Self-hosted Neptune deployment configuration#
Self-hosted Neptune is composed of a set of microservices (Neptune Services) distributed as a Helm chart deployable on Kubernetes.
The Neptune installer consists of two files:
neptune_installation_{version}.tgz
– needs to be unpacked. It contains a single directory calledneptune_installation
.configuration.yaml
– contains a minimal installation configuration. Before starting the installation, modify the defaults to suit your deployment scenario if needed.
Warning
The configuration.yaml
file may contain Neptune's Docker registry credentials and your license for using Neptune. Treat it confidentialLy.
Depending on the installation type, some parameters are optional.
General configuration#
This section describes some basic options you need to configure before installing Neptune.

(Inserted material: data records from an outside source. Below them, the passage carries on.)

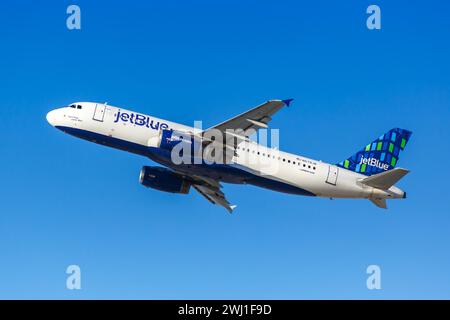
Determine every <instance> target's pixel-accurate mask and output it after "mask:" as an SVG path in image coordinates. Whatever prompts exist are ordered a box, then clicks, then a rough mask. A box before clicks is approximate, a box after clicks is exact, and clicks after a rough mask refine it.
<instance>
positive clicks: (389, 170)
mask: <svg viewBox="0 0 450 320" xmlns="http://www.w3.org/2000/svg"><path fill="white" fill-rule="evenodd" d="M408 173H409V170H406V169H403V168H394V169H392V170H389V171H385V172H381V173H377V174H374V175H372V176H369V177H367V178H364V179H363V180H361V183H364V184H365V185H368V186H370V187H374V188H378V189H382V190H388V189H389V188H390V187H392V186H393V185H394V184H396V183H397V182H398V181H399V180H400V179H401V178H403V177H404V176H405V175H407V174H408Z"/></svg>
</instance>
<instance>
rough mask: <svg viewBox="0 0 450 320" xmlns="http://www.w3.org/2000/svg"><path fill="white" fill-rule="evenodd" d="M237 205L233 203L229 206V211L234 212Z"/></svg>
mask: <svg viewBox="0 0 450 320" xmlns="http://www.w3.org/2000/svg"><path fill="white" fill-rule="evenodd" d="M236 207H237V205H232V206H229V207H228V208H227V210H228V212H229V213H233V210H234V209H235V208H236Z"/></svg>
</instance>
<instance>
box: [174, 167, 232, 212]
mask: <svg viewBox="0 0 450 320" xmlns="http://www.w3.org/2000/svg"><path fill="white" fill-rule="evenodd" d="M176 172H177V173H178V174H180V175H181V176H182V177H183V178H185V179H188V180H189V181H190V182H191V185H192V187H193V188H194V189H195V190H197V191H198V192H199V193H200V194H201V195H202V196H204V197H205V198H206V199H207V200H208V201H209V202H211V203H213V204H218V205H220V206H222V207H224V208H225V209H227V211H228V212H229V213H232V212H233V210H234V209H235V208H236V206H235V205H231V204H230V203H229V202H228V200H227V199H226V197H225V194H224V193H223V192H222V190H220V189H221V188H222V185H221V184H220V183H219V181H217V180H214V179H211V178H207V177H202V176H198V175H191V174H188V173H186V172H180V171H176Z"/></svg>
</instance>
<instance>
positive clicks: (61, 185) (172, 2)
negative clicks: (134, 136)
mask: <svg viewBox="0 0 450 320" xmlns="http://www.w3.org/2000/svg"><path fill="white" fill-rule="evenodd" d="M73 3H75V4H78V5H79V6H80V7H81V14H82V29H81V30H79V31H69V30H68V29H67V28H66V17H67V15H66V8H67V6H68V5H69V4H73ZM372 3H376V4H378V5H379V6H380V7H381V10H382V29H381V30H380V31H370V30H368V29H367V28H366V17H367V14H366V13H365V11H366V8H367V6H368V5H370V4H372ZM449 12H450V5H449V3H448V1H422V2H419V1H406V0H405V1H376V2H372V1H364V0H363V1H361V0H358V1H356V0H355V1H305V2H303V3H301V2H300V1H261V0H258V1H230V0H227V1H158V2H156V1H155V2H148V3H147V2H145V3H144V1H137V0H136V1H125V2H122V3H119V2H118V1H73V2H68V1H31V0H28V1H20V2H17V1H10V2H2V3H1V4H0V39H1V50H0V70H1V74H2V77H1V78H0V87H1V91H0V99H1V100H0V105H1V107H0V117H1V126H0V136H1V139H0V145H1V158H0V159H1V160H0V163H1V167H2V174H1V184H0V199H1V205H0V206H1V210H0V253H1V259H0V271H1V272H0V298H370V299H372V298H374V299H377V298H450V273H449V270H450V250H449V248H448V246H449V243H450V233H449V230H450V201H449V197H450V192H449V188H448V186H449V182H450V172H449V170H447V169H445V168H446V162H447V161H448V158H449V156H450V150H449V145H450V144H449V141H450V122H449V121H450V120H449V119H450V102H449V101H450V62H449V57H450V44H449V38H450V37H449V35H450V20H449V18H448V15H449ZM291 97H292V98H295V99H296V100H295V102H294V103H293V105H292V107H290V108H287V109H284V110H283V111H282V112H280V113H279V114H277V115H276V117H275V119H274V121H273V122H272V125H273V127H274V128H279V129H280V135H281V137H280V138H281V141H280V145H281V148H282V149H283V150H286V151H290V152H294V153H299V154H302V155H305V156H308V157H312V158H315V159H321V160H323V161H329V162H339V161H341V160H343V159H345V158H347V157H348V156H350V155H351V154H353V153H354V152H355V151H357V150H359V149H360V148H361V147H362V146H364V145H365V144H367V143H368V142H370V141H372V140H373V139H374V138H376V137H378V136H379V135H380V134H382V133H384V132H386V131H387V130H389V129H391V128H393V127H402V128H406V129H409V130H412V131H413V136H412V138H411V140H410V142H409V144H408V146H407V148H406V152H404V154H403V155H402V157H401V159H400V163H399V165H400V166H403V167H406V168H408V169H410V170H411V174H410V175H408V176H407V177H406V178H405V179H404V180H402V181H401V182H400V184H399V185H400V187H402V188H404V189H405V190H406V191H407V192H408V199H406V200H405V201H391V202H390V203H389V206H390V208H389V210H388V211H383V210H381V209H378V208H376V207H375V206H374V205H372V204H371V203H370V202H369V201H365V200H333V201H331V200H328V199H319V198H307V197H300V196H291V195H285V194H281V193H275V192H271V191H268V190H264V189H258V188H256V187H251V186H234V185H227V186H226V187H225V192H226V193H227V196H228V197H229V199H230V200H232V202H233V203H236V204H238V205H239V206H238V208H237V209H236V211H235V214H234V215H231V216H230V215H228V214H227V213H226V211H225V210H224V209H223V208H221V207H218V206H213V205H211V204H210V203H208V202H207V201H205V199H203V198H202V197H201V196H199V195H198V194H196V193H195V192H191V194H189V195H187V196H186V195H172V194H166V193H162V192H158V191H155V190H148V189H145V188H144V187H142V186H140V185H139V183H138V175H139V170H140V168H141V166H142V165H149V164H150V165H151V161H150V160H147V159H145V158H141V157H138V156H134V155H131V154H127V153H125V152H121V151H116V150H113V149H108V148H104V147H101V146H97V145H95V144H92V143H88V142H85V141H81V140H77V139H75V138H73V137H70V136H67V135H64V134H63V133H61V132H59V131H57V130H55V129H54V128H52V127H50V126H49V125H48V124H47V122H46V121H45V114H46V113H47V112H48V111H49V110H50V109H53V108H56V107H59V106H62V105H65V104H67V103H69V102H73V101H101V102H103V101H108V102H109V103H110V104H112V105H118V106H122V107H126V108H129V109H133V110H136V111H140V112H143V113H147V114H151V115H154V116H158V117H161V118H165V119H170V120H173V121H177V122H181V123H185V124H192V123H193V121H194V120H203V121H204V124H205V126H209V125H213V124H215V123H218V122H220V121H222V120H224V119H227V118H229V117H231V116H233V115H235V114H238V113H240V112H243V111H245V110H246V109H248V108H250V107H253V106H255V105H257V104H259V103H261V102H263V101H265V100H267V99H272V98H281V99H283V98H291ZM70 264H77V265H79V266H80V267H81V269H82V290H81V291H69V290H67V289H66V288H65V281H66V276H67V275H66V274H65V269H66V267H67V266H68V265H70ZM371 264H377V265H379V266H380V267H381V270H382V290H380V291H370V290H368V289H367V288H366V278H367V275H366V268H367V266H368V265H371Z"/></svg>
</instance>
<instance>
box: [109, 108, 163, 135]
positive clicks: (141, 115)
mask: <svg viewBox="0 0 450 320" xmlns="http://www.w3.org/2000/svg"><path fill="white" fill-rule="evenodd" d="M115 116H116V118H115V119H114V122H119V121H122V122H129V123H131V124H135V125H137V126H145V127H147V128H151V129H153V130H159V129H161V130H164V129H167V128H169V125H168V124H167V123H164V122H161V123H160V122H159V121H154V120H153V119H151V118H150V117H149V116H145V115H143V114H139V113H126V112H120V111H117V114H116V115H115Z"/></svg>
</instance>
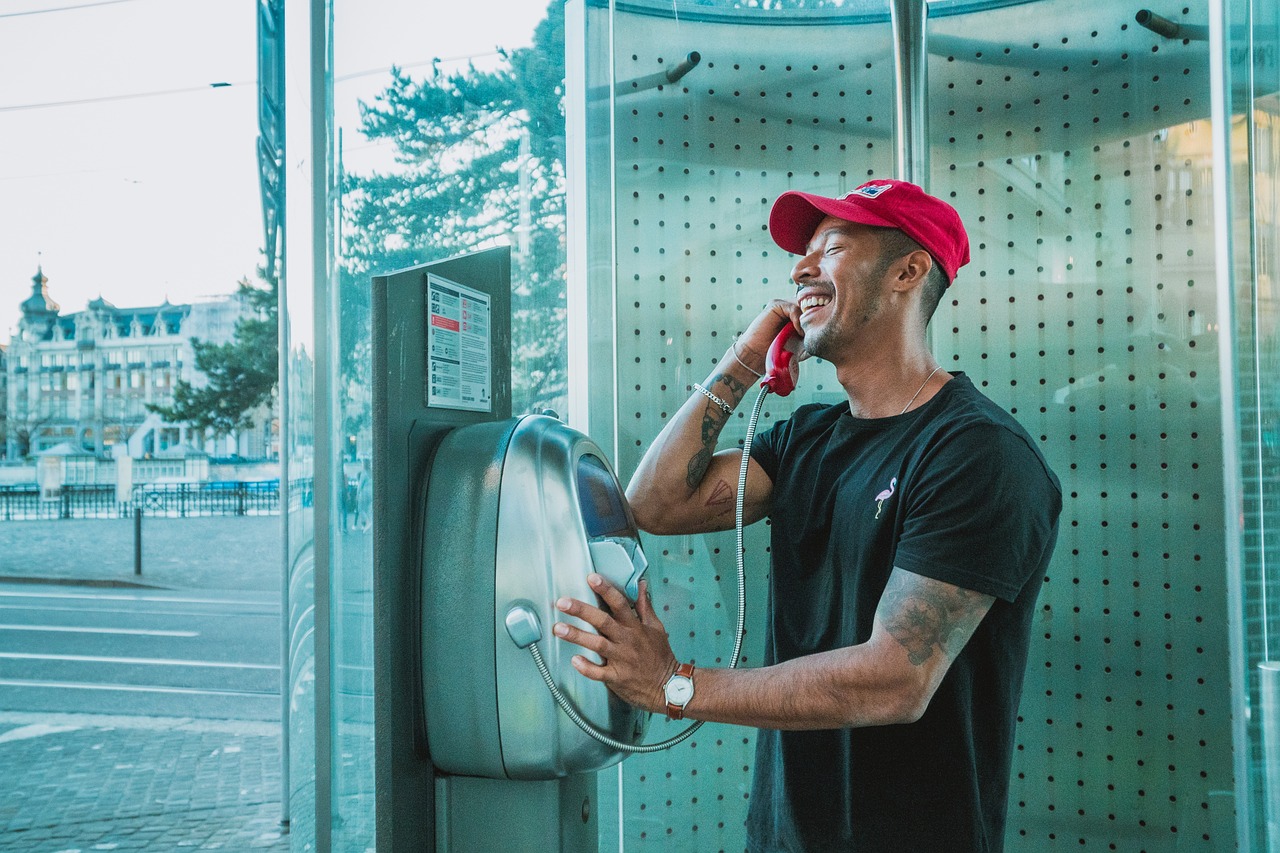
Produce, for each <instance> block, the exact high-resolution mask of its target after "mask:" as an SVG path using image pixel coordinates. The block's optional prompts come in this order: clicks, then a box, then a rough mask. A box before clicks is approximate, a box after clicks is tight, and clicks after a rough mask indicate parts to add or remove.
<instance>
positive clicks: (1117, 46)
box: [929, 0, 1234, 852]
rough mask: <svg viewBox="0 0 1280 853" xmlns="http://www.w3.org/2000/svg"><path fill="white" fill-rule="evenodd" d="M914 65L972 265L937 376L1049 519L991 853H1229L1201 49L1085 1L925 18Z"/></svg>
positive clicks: (1216, 310)
mask: <svg viewBox="0 0 1280 853" xmlns="http://www.w3.org/2000/svg"><path fill="white" fill-rule="evenodd" d="M1176 18H1178V20H1179V22H1180V23H1188V24H1201V26H1202V24H1203V23H1204V22H1206V20H1207V9H1206V6H1204V5H1203V4H1192V5H1190V8H1188V9H1184V10H1183V14H1180V15H1176ZM993 33H998V36H995V37H993V36H992V35H993ZM931 45H932V50H933V55H932V58H931V68H929V73H931V99H932V109H931V115H932V118H933V128H932V137H933V147H932V150H933V182H934V183H933V188H934V191H937V192H941V193H943V195H947V196H950V197H951V199H954V201H955V204H956V206H957V209H959V210H960V213H961V215H963V216H964V218H965V222H966V223H968V225H969V233H970V238H972V241H973V247H974V252H973V264H972V265H970V266H969V268H966V269H965V270H963V272H961V273H960V277H959V279H957V282H956V287H955V288H954V291H952V292H954V298H952V300H951V301H950V304H948V302H946V301H945V302H943V305H942V306H941V307H940V310H938V314H937V316H936V319H934V329H933V332H934V338H936V351H937V353H938V355H940V356H942V364H943V365H951V364H954V365H956V366H957V368H960V369H964V370H966V371H968V373H969V374H970V375H972V377H973V378H974V380H975V382H978V383H979V384H980V387H983V389H984V391H986V393H987V394H988V396H991V397H992V398H995V400H996V401H997V402H1000V403H1001V405H1004V406H1006V407H1007V409H1009V410H1010V411H1012V412H1014V415H1015V416H1016V418H1018V419H1019V420H1020V421H1021V423H1023V424H1024V425H1025V427H1027V429H1028V432H1029V433H1030V434H1032V435H1033V437H1036V438H1038V439H1039V442H1041V444H1042V447H1043V450H1044V453H1046V456H1047V457H1048V460H1050V464H1051V465H1052V466H1053V467H1055V470H1056V471H1057V473H1059V475H1060V476H1061V480H1062V487H1064V493H1065V498H1066V500H1065V507H1064V511H1062V519H1061V537H1060V539H1059V543H1057V551H1056V555H1055V561H1053V565H1052V566H1051V569H1050V571H1048V574H1047V575H1046V576H1044V579H1043V588H1042V592H1041V597H1039V603H1038V607H1039V608H1041V616H1039V620H1038V621H1037V624H1036V625H1034V628H1033V631H1032V640H1033V642H1032V649H1030V658H1029V666H1028V674H1027V684H1025V688H1024V693H1023V702H1021V711H1020V725H1019V729H1018V735H1016V743H1018V752H1016V757H1015V763H1014V779H1012V788H1011V797H1010V812H1009V826H1007V830H1009V835H1007V849H1011V850H1028V852H1029V850H1051V849H1079V848H1080V845H1088V847H1089V848H1092V847H1093V845H1098V847H1107V845H1110V847H1111V848H1114V849H1138V848H1139V847H1142V848H1143V849H1170V850H1171V849H1178V850H1184V849H1197V850H1213V849H1220V848H1222V847H1229V845H1230V844H1231V839H1233V838H1234V826H1233V816H1231V802H1230V789H1231V784H1233V781H1231V777H1233V774H1231V758H1230V749H1229V745H1228V744H1229V743H1230V719H1231V708H1230V703H1229V697H1230V689H1229V688H1230V683H1229V678H1228V667H1226V661H1228V657H1229V653H1228V646H1226V630H1225V625H1226V578H1225V573H1224V570H1222V566H1224V565H1225V557H1224V553H1225V543H1224V538H1222V523H1221V521H1222V508H1221V507H1222V500H1224V497H1222V485H1221V461H1222V457H1221V441H1220V435H1221V407H1220V406H1221V403H1220V384H1219V379H1220V371H1219V352H1217V341H1219V328H1220V318H1219V309H1217V291H1216V283H1215V282H1216V278H1215V251H1216V250H1217V246H1216V245H1215V238H1213V225H1215V218H1213V206H1212V199H1213V192H1212V191H1213V179H1215V177H1216V175H1215V173H1213V168H1212V150H1213V136H1212V128H1211V127H1210V123H1208V120H1207V118H1208V114H1210V90H1208V85H1210V74H1208V45H1207V42H1206V41H1203V40H1185V41H1184V40H1170V38H1165V37H1161V36H1158V35H1156V33H1153V32H1151V31H1148V29H1144V28H1140V27H1137V26H1135V24H1134V23H1133V10H1132V9H1128V8H1121V6H1116V5H1115V4H1111V3H1108V1H1106V0H1084V1H1082V0H1071V1H1070V3H1066V1H1062V0H1044V1H1042V3H1036V4H1028V5H1024V6H1015V8H1007V9H997V10H991V12H982V13H972V14H966V15H959V17H948V18H940V19H937V20H934V22H933V23H932V29H931ZM1161 839H1164V840H1161Z"/></svg>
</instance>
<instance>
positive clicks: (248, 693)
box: [0, 679, 280, 695]
mask: <svg viewBox="0 0 1280 853" xmlns="http://www.w3.org/2000/svg"><path fill="white" fill-rule="evenodd" d="M0 686H27V688H58V689H72V690H118V692H122V693H180V694H186V695H280V692H279V690H205V689H201V688H177V686H148V685H145V684H86V683H83V681H32V680H27V679H0Z"/></svg>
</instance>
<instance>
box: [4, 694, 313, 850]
mask: <svg viewBox="0 0 1280 853" xmlns="http://www.w3.org/2000/svg"><path fill="white" fill-rule="evenodd" d="M0 768H3V772H4V775H5V780H4V788H3V792H4V793H3V794H0V850H3V852H5V853H8V852H10V850H12V852H18V850H20V852H22V853H88V852H90V850H166V852H174V850H187V849H192V850H214V849H219V850H233V852H239V850H244V852H248V850H270V852H278V853H284V852H285V850H288V849H289V839H288V835H287V834H284V833H282V822H280V818H282V813H280V730H279V726H278V725H273V724H265V722H241V721H223V720H216V721H209V720H183V719H173V717H109V716H95V715H67V713H38V715H37V713H3V712H0Z"/></svg>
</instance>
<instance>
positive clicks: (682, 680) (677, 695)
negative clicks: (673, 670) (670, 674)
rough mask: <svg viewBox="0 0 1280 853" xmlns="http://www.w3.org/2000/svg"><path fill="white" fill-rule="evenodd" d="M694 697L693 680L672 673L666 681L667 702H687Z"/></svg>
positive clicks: (684, 703) (684, 702)
mask: <svg viewBox="0 0 1280 853" xmlns="http://www.w3.org/2000/svg"><path fill="white" fill-rule="evenodd" d="M691 698H694V680H692V679H691V678H689V676H685V675H673V676H671V680H669V681H667V702H671V703H672V704H687V703H689V701H690V699H691Z"/></svg>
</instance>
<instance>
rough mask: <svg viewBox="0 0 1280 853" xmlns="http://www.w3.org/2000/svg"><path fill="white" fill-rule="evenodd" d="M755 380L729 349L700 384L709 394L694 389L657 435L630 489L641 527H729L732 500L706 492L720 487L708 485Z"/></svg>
mask: <svg viewBox="0 0 1280 853" xmlns="http://www.w3.org/2000/svg"><path fill="white" fill-rule="evenodd" d="M745 357H746V356H745V355H744V359H745ZM762 361H763V359H762ZM755 378H756V377H755V373H754V370H753V369H751V368H749V366H748V365H746V364H742V362H740V361H739V360H737V359H735V357H733V353H732V351H727V352H726V353H724V357H723V359H722V360H721V362H719V364H718V365H717V368H716V370H713V371H712V374H710V375H709V377H708V378H707V379H705V380H704V382H703V383H701V387H703V388H705V393H704V392H701V391H699V389H696V388H694V389H692V391H691V393H690V397H689V400H686V401H685V403H684V406H681V407H680V411H677V412H676V414H675V416H673V418H672V419H671V420H669V421H668V423H667V425H666V427H664V428H663V430H662V433H659V434H658V438H657V439H654V442H653V444H652V446H650V447H649V450H648V452H646V453H645V455H644V459H643V460H641V461H640V465H639V467H637V469H636V473H635V475H634V476H632V478H631V483H630V485H628V487H627V501H628V502H630V503H631V508H632V511H634V512H635V515H636V521H637V523H639V524H640V528H641V529H645V530H654V532H664V530H668V529H671V525H672V524H675V525H677V526H678V528H680V529H681V530H682V532H696V530H713V529H719V528H722V526H724V525H723V517H724V515H726V511H727V512H728V514H730V517H731V514H732V496H731V494H728V496H721V494H718V492H716V493H713V494H703V492H707V491H708V485H712V488H713V489H719V487H718V485H717V484H718V479H719V478H716V480H717V482H716V483H710V484H708V471H709V470H710V467H712V462H713V460H714V456H716V446H717V443H718V442H719V435H721V432H722V430H723V429H724V424H727V423H728V419H730V416H731V415H732V410H733V409H735V407H736V406H737V403H739V402H741V400H742V397H744V396H746V392H748V389H749V388H750V387H751V384H753V383H754V382H755ZM713 397H714V400H713ZM726 485H727V484H726ZM719 491H724V489H719ZM728 491H732V487H731V485H728ZM726 497H727V498H728V500H723V498H726ZM726 507H727V510H726Z"/></svg>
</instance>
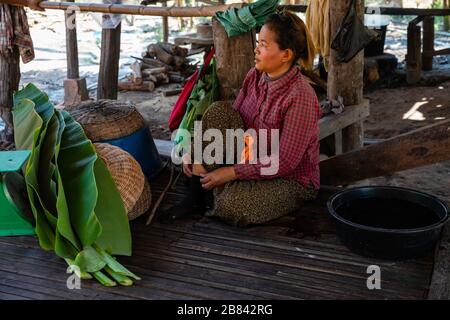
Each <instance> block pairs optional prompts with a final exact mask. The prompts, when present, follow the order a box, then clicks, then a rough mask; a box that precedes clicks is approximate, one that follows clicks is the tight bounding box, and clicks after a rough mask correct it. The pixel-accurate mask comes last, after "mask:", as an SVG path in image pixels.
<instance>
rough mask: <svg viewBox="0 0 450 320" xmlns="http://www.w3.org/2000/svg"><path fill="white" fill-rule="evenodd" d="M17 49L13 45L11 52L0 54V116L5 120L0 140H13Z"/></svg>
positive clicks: (0, 132) (16, 69) (3, 120)
mask: <svg viewBox="0 0 450 320" xmlns="http://www.w3.org/2000/svg"><path fill="white" fill-rule="evenodd" d="M19 58H20V56H19V50H18V49H17V47H14V49H13V52H12V54H10V55H8V56H4V55H0V117H1V118H2V120H3V121H4V122H5V130H4V131H3V132H0V140H6V141H9V142H13V141H14V131H13V122H12V113H11V111H12V107H13V93H14V91H17V90H18V89H19V81H20V66H19Z"/></svg>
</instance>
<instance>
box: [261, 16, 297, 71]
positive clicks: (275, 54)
mask: <svg viewBox="0 0 450 320" xmlns="http://www.w3.org/2000/svg"><path fill="white" fill-rule="evenodd" d="M291 59H292V50H290V49H286V50H280V47H279V46H278V43H277V42H276V35H275V33H274V32H273V31H272V30H270V29H269V28H268V27H267V25H264V26H263V27H262V28H261V31H260V32H259V39H258V46H257V47H256V48H255V68H256V69H258V70H259V71H262V72H266V73H267V74H269V75H271V74H277V73H279V71H280V70H284V69H285V68H286V65H287V66H288V67H289V66H290V64H291V61H290V60H291Z"/></svg>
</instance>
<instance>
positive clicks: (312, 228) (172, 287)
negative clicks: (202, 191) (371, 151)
mask: <svg viewBox="0 0 450 320" xmlns="http://www.w3.org/2000/svg"><path fill="white" fill-rule="evenodd" d="M167 179H168V174H167V170H166V171H165V172H164V173H163V174H162V175H161V176H160V178H159V179H158V181H156V182H154V183H153V184H152V188H153V190H152V191H153V199H154V201H155V199H156V198H157V197H158V195H159V194H160V192H161V190H162V189H163V187H164V185H165V183H166V182H167ZM185 193H186V187H185V186H184V185H183V184H182V182H181V181H179V182H178V183H177V185H176V189H175V190H172V189H171V190H169V193H168V195H167V196H166V198H165V200H164V202H163V205H162V209H164V208H168V207H170V206H171V205H172V204H174V203H175V202H177V201H180V200H181V199H182V198H183V197H184V195H185ZM329 195H330V192H329V191H327V190H323V191H322V192H321V194H320V199H318V200H316V201H314V202H311V203H307V204H305V206H304V207H303V209H302V210H301V211H299V213H296V214H293V215H291V216H288V217H285V218H282V219H280V220H278V221H275V222H273V223H271V224H269V225H265V226H258V227H251V228H247V229H239V228H235V227H231V226H228V225H225V224H223V223H221V222H220V221H217V220H214V219H211V218H197V219H188V220H182V221H178V222H176V223H174V224H161V223H159V222H157V221H155V222H154V223H153V224H152V225H151V226H149V227H146V226H145V220H146V216H143V217H141V218H139V219H137V220H136V221H133V222H132V231H133V256H132V257H119V260H120V262H122V263H123V264H124V265H126V266H127V267H128V268H129V269H130V270H132V271H133V272H135V273H137V274H138V275H140V276H141V277H142V278H143V280H141V281H138V282H136V284H135V285H133V286H132V287H120V286H119V287H115V288H105V287H102V286H101V285H99V284H98V283H97V282H96V281H94V280H87V281H82V283H81V289H80V290H69V289H67V287H66V280H67V277H68V276H69V274H66V267H67V266H66V264H65V263H64V262H63V260H62V259H60V258H58V257H56V255H55V254H54V253H53V252H45V251H43V250H42V249H40V247H39V246H38V243H37V241H36V239H35V238H34V237H1V238H0V299H422V298H425V297H426V296H427V294H428V288H429V284H430V280H431V275H432V270H433V255H431V254H430V256H429V257H427V258H424V259H420V260H414V261H407V262H397V263H394V262H386V261H378V260H374V259H367V258H364V257H361V256H358V255H355V254H353V253H351V252H349V251H348V250H347V249H346V248H345V247H343V246H342V245H341V244H340V243H339V241H338V239H337V238H336V236H335V234H334V226H333V224H332V223H331V221H330V220H329V218H328V216H327V212H326V208H325V202H326V199H327V198H328V196H329ZM374 264H375V265H379V266H380V267H381V280H382V282H381V287H382V288H381V290H368V289H367V287H366V281H367V277H368V276H369V274H367V273H366V271H367V267H368V266H369V265H374Z"/></svg>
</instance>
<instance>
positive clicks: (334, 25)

Parameter | Description | Example value |
---|---|---|
administrator_username |
Desired username of your administrator account. Can contain letters, numbers, and hyphens. | Recommended: administrator |
administrator_password |
Password for the administrator account. | Use a strong password. |
organization_name |
Name of your organization in Neptune. Can contain letters, numbers and hyphens. | Something simple, related to your company or organization. |
deployment_type |
Set to local in case of single-node deployment, or cluster in case of deployment on existing Kubernetes cluster. |
- |
Kubernetes cluster configuration#
Use options in this section to tell the Neptune installer how to interact with your Kubernetes cluster.
Note
Only use these options with cluster deployments (deployment_type
set to cluster
).
Parameter | Description | Example value |
---|---|---|
kubeconfig_path |
Absolute path to existing kubectl configuration file pointing to the cluster where you want to deploy Neptune. |
/etc/rancher/k3s/k3s.yaml |
namespace |
Kubernetes namespace where Neptune will be deployed. Created if it doesn't exist. | Default: neptune |
node_tolerations |
Array of node taint tolerations that the Neptune installation can use. This is copied directly to Kubernetes manifests. | - |
node_selector |
Key-value map that the Neptune installation should use to select nodes. This is copied directly to Kubernetes manifests. | - |
Storage configuration#
Use the following options to configure how to provision storage for Neptune in your deployment.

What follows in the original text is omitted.